2025 Couldn’t Sustain Wolverine’s 2024 Success

Wolverine (Vol. 8)’s problems began from the start, and they didn’t get better in 2025. Writer Saladin Ahmed is obviously a fan of the character, but has failed completely at telling good stories with the character. It feels like a throwback for the character, but not in a good way. The sad part is all of the elements are there; Ahmed writes a pretty good Wolverine, as far as his individual voice goes, he gives readers action-packed stories, and so far the art by Martin Coccolo has been mostly good (you can tell when he’s close to deadline on issues, though), but the book just isn’t selling as well as before, nor is it actually connecting with Wolverine fans. Even the Wolverine subreddit is unhappy with it, which really says it all.

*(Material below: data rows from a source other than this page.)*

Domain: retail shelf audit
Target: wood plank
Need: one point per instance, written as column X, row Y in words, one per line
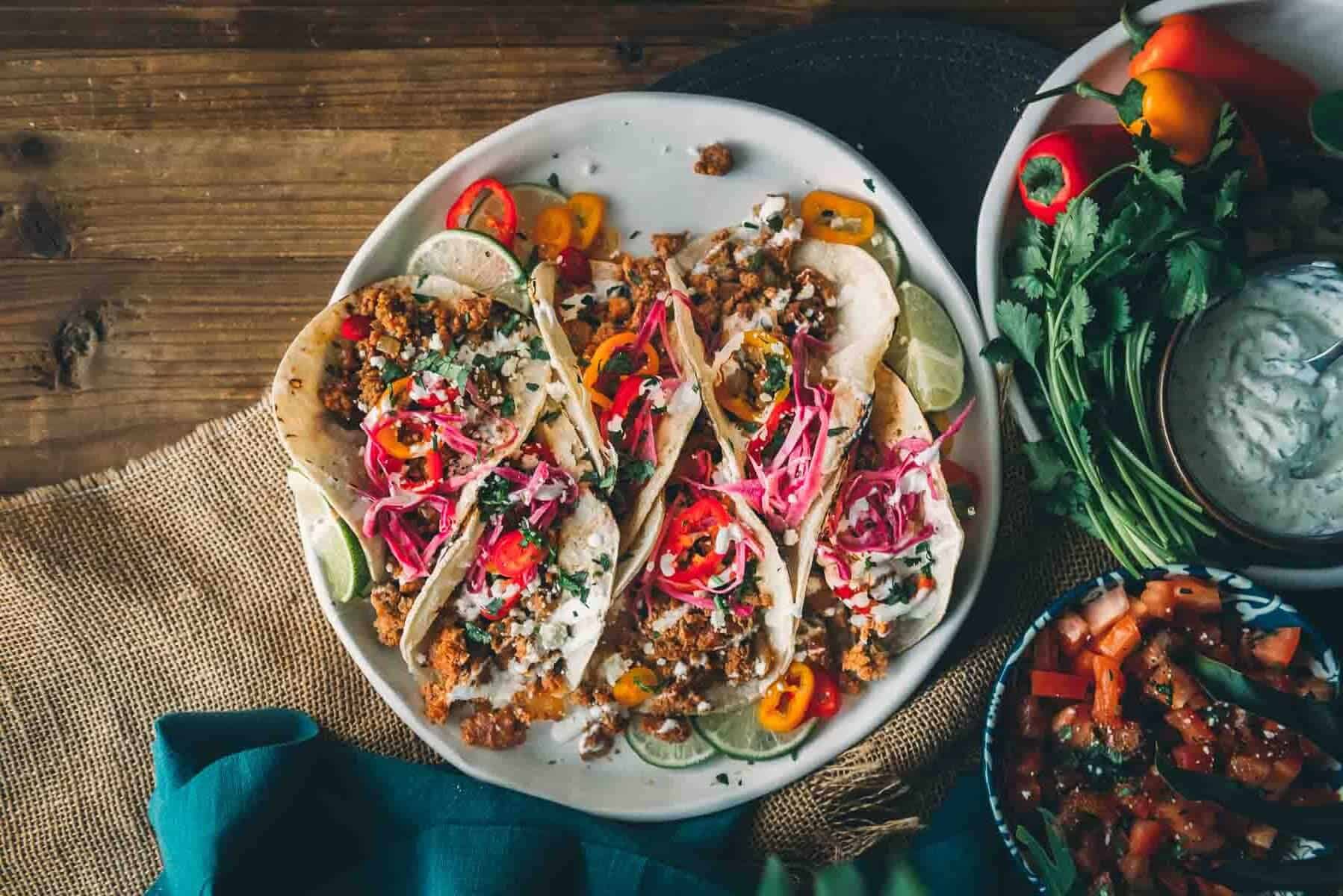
column 473, row 89
column 84, row 25
column 219, row 193
column 190, row 343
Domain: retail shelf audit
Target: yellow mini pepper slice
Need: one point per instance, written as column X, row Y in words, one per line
column 784, row 704
column 634, row 687
column 589, row 210
column 733, row 401
column 837, row 220
column 602, row 358
column 553, row 230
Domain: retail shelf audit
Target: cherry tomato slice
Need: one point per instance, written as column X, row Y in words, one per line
column 512, row 559
column 825, row 694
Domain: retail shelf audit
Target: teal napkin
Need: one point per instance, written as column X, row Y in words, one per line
column 257, row 802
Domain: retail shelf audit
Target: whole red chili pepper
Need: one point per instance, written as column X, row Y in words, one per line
column 1267, row 92
column 1063, row 163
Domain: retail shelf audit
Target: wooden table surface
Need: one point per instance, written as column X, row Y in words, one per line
column 182, row 184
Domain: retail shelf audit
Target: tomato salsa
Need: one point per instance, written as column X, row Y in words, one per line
column 1108, row 692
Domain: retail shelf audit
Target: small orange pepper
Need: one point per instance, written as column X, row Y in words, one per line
column 592, row 374
column 784, row 704
column 837, row 220
column 634, row 687
column 553, row 230
column 589, row 210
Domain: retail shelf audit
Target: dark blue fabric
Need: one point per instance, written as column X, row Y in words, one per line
column 258, row 802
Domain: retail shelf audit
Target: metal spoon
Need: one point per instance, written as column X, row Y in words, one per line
column 1321, row 363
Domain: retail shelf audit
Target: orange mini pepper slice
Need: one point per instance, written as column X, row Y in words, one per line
column 589, row 210
column 733, row 401
column 634, row 687
column 837, row 220
column 602, row 358
column 553, row 230
column 784, row 704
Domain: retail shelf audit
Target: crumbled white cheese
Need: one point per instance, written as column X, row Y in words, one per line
column 552, row 635
column 614, row 667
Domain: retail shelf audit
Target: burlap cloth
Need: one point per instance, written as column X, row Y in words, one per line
column 179, row 583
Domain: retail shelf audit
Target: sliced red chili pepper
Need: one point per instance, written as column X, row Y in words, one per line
column 626, row 396
column 356, row 327
column 513, row 559
column 700, row 520
column 503, row 227
column 825, row 695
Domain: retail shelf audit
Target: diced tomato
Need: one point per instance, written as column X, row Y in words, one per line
column 1159, row 600
column 1277, row 648
column 1072, row 633
column 1045, row 649
column 1122, row 640
column 1284, row 771
column 1110, row 688
column 1103, row 612
column 1190, row 726
column 1084, row 664
column 1058, row 684
column 1146, row 837
column 1193, row 758
column 1200, row 597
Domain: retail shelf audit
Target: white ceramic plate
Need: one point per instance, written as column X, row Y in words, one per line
column 637, row 149
column 1303, row 33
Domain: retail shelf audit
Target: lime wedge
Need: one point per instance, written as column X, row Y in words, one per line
column 1327, row 121
column 925, row 351
column 739, row 734
column 531, row 199
column 658, row 753
column 338, row 551
column 884, row 246
column 477, row 261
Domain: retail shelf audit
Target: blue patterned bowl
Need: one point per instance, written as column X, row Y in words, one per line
column 1256, row 608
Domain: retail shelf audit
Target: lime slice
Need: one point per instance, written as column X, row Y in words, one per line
column 658, row 753
column 477, row 261
column 530, row 199
column 338, row 551
column 740, row 735
column 1327, row 121
column 885, row 249
column 925, row 351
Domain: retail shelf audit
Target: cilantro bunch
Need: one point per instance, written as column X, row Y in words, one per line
column 1090, row 297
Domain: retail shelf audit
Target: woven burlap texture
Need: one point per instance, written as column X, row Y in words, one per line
column 178, row 583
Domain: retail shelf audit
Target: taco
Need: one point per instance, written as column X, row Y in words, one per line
column 784, row 336
column 397, row 399
column 890, row 541
column 624, row 381
column 512, row 615
column 707, row 625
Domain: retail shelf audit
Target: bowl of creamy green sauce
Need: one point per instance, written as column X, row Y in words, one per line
column 1253, row 432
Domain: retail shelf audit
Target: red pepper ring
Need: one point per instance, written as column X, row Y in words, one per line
column 703, row 519
column 504, row 228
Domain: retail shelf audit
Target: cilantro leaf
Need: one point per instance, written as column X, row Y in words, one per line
column 1023, row 328
column 1077, row 230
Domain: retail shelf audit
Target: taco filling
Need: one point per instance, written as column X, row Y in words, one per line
column 883, row 547
column 501, row 640
column 429, row 386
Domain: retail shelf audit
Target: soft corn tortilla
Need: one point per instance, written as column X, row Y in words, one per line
column 586, row 532
column 779, row 623
column 865, row 314
column 672, row 430
column 895, row 417
column 328, row 453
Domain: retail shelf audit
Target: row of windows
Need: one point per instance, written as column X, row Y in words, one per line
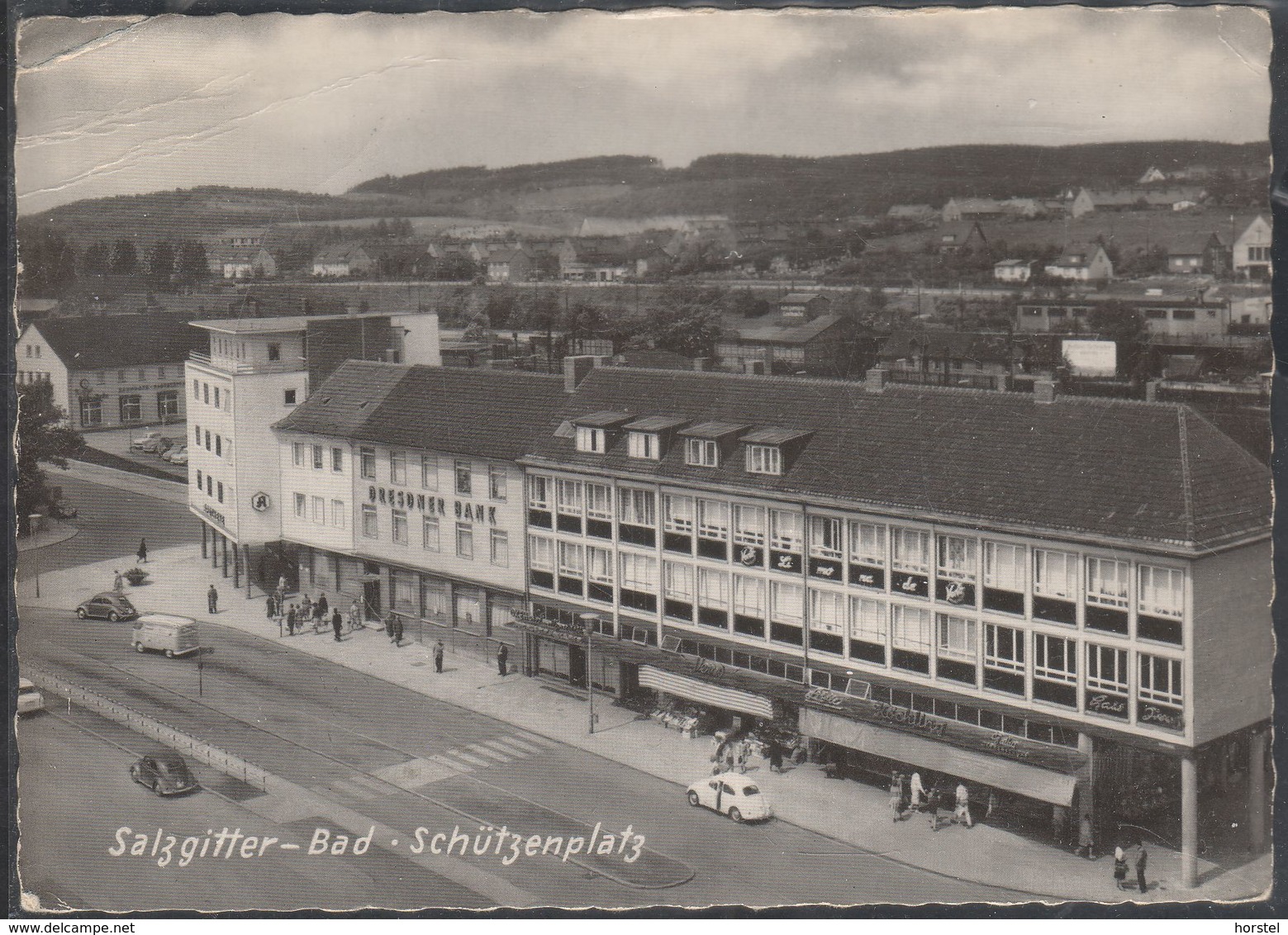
column 213, row 488
column 463, row 473
column 1014, row 578
column 698, row 453
column 430, row 534
column 216, row 444
column 131, row 407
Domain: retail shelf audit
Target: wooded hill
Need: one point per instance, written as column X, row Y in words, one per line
column 739, row 186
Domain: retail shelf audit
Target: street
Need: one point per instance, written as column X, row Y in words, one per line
column 403, row 762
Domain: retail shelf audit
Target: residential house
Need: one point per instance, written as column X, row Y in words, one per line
column 1082, row 263
column 1013, row 271
column 1198, row 254
column 111, row 371
column 343, row 260
column 1252, row 250
column 961, row 237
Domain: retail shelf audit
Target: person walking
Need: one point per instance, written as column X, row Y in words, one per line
column 1142, row 861
column 962, row 812
column 1085, row 838
column 1119, row 868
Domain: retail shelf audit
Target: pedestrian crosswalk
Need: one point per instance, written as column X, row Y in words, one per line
column 411, row 774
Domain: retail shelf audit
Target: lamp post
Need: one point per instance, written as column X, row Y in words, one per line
column 587, row 622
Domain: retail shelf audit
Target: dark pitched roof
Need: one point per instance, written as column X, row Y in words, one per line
column 124, row 340
column 1153, row 473
column 483, row 412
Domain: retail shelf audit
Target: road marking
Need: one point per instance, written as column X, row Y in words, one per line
column 487, row 750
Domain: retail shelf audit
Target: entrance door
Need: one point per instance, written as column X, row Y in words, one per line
column 371, row 599
column 576, row 665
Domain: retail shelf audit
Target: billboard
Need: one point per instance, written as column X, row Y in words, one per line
column 1091, row 358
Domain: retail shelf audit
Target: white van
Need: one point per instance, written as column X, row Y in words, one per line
column 169, row 633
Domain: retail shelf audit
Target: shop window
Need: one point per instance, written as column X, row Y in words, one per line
column 1106, row 596
column 1159, row 605
column 786, row 612
column 677, row 523
column 541, row 567
column 1055, row 670
column 677, row 591
column 827, row 621
column 749, row 605
column 499, row 548
column 1055, row 586
column 956, row 569
column 639, row 584
column 714, row 529
column 465, row 540
column 1004, row 577
column 1004, row 658
column 636, row 522
column 956, row 649
column 1106, row 681
column 714, row 598
column 868, row 628
column 539, row 500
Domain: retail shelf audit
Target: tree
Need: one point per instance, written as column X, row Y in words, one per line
column 43, row 437
column 126, row 260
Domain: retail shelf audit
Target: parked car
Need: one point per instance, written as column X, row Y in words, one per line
column 166, row 774
column 730, row 794
column 29, row 697
column 107, row 605
column 138, row 442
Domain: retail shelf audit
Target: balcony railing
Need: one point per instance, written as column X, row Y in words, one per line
column 239, row 368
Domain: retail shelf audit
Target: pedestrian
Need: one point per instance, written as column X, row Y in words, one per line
column 962, row 812
column 1085, row 840
column 1119, row 868
column 917, row 792
column 776, row 757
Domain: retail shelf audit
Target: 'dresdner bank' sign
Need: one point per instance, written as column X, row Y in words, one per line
column 1091, row 358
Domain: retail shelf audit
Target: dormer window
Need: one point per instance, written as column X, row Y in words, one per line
column 702, row 453
column 592, row 439
column 644, row 444
column 764, row 458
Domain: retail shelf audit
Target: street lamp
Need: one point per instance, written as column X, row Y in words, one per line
column 587, row 622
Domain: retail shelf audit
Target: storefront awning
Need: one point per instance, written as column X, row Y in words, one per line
column 706, row 693
column 1028, row 781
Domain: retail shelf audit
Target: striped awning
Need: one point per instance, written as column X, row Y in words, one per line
column 706, row 693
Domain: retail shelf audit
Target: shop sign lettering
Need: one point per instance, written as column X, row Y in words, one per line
column 461, row 509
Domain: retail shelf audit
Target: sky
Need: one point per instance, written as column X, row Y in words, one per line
column 320, row 103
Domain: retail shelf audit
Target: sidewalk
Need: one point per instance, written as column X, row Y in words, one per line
column 847, row 810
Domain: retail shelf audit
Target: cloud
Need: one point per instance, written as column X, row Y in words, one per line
column 324, row 102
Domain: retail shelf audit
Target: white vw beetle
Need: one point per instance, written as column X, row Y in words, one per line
column 732, row 794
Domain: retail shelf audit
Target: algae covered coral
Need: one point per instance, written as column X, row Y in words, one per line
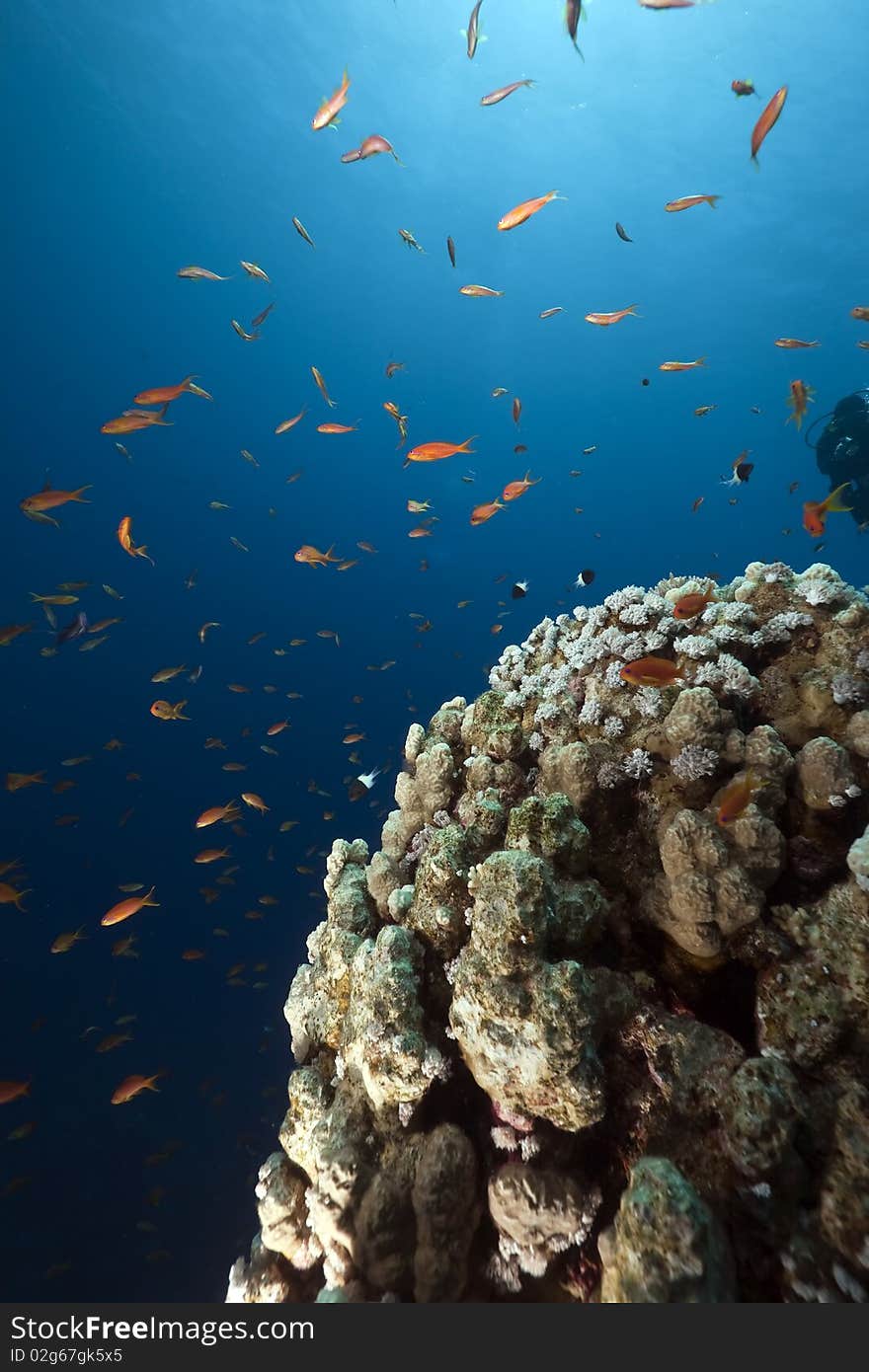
column 567, row 1036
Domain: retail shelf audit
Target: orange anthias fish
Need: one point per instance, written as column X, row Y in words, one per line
column 693, row 602
column 502, row 94
column 651, row 671
column 816, row 512
column 523, row 211
column 322, row 387
column 125, row 539
column 162, row 710
column 310, row 555
column 515, row 489
column 738, row 795
column 330, row 109
column 215, row 813
column 13, row 1091
column 132, row 1086
column 11, row 632
column 164, row 394
column 799, row 400
column 611, row 319
column 688, row 200
column 435, row 452
column 48, row 499
column 484, row 512
column 767, row 121
column 479, row 291
column 129, row 907
column 133, row 420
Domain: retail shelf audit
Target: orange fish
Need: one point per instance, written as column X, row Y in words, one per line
column 799, row 401
column 310, row 555
column 227, row 812
column 17, row 781
column 11, row 896
column 523, row 211
column 515, row 489
column 164, row 394
column 502, row 94
column 129, row 907
column 767, row 121
column 484, row 512
column 435, row 452
column 330, row 109
column 688, row 200
column 132, row 1086
column 13, row 1091
column 11, row 632
column 611, row 319
column 133, row 420
column 651, row 671
column 816, row 512
column 693, row 602
column 125, row 539
column 736, row 796
column 162, row 710
column 48, row 499
column 288, row 424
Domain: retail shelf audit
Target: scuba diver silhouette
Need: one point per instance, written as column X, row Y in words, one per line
column 841, row 450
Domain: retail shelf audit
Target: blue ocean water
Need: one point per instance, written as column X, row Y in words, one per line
column 155, row 136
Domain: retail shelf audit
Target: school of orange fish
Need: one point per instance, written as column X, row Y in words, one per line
column 150, row 409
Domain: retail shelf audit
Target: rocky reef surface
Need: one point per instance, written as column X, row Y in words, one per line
column 567, row 1036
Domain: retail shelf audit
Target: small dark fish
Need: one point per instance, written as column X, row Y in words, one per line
column 74, row 630
column 573, row 13
column 263, row 316
column 474, row 29
column 299, row 228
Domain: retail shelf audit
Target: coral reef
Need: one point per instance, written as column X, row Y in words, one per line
column 576, row 1031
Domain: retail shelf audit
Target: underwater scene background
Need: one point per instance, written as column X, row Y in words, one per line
column 147, row 137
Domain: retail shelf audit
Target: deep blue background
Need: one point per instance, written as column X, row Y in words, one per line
column 151, row 136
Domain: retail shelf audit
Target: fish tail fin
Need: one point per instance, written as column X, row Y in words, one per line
column 833, row 502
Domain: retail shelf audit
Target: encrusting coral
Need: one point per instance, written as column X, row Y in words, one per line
column 577, row 1031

Meanwhile, Ultimate Wolverine has floundered after a promising start. Ultimate Wolverine is better than Wolverine, but it’s not by much honestly. This version of the character is following the same path that Wolverine has walked in numerous comics, being used as an assassin by the bad guys, fighting his mental programming, and then basically becoming the same kind of hero he is in the 616 universe. Writer Chris Condon has been playing it extremely safe with the character, and that has become a problem with most readers. While the art is fantastic (Alessandro Cappuccio is the book’s main artist, with Derek Lins and Domenico Carbone), the book is disappointing a lot of fans.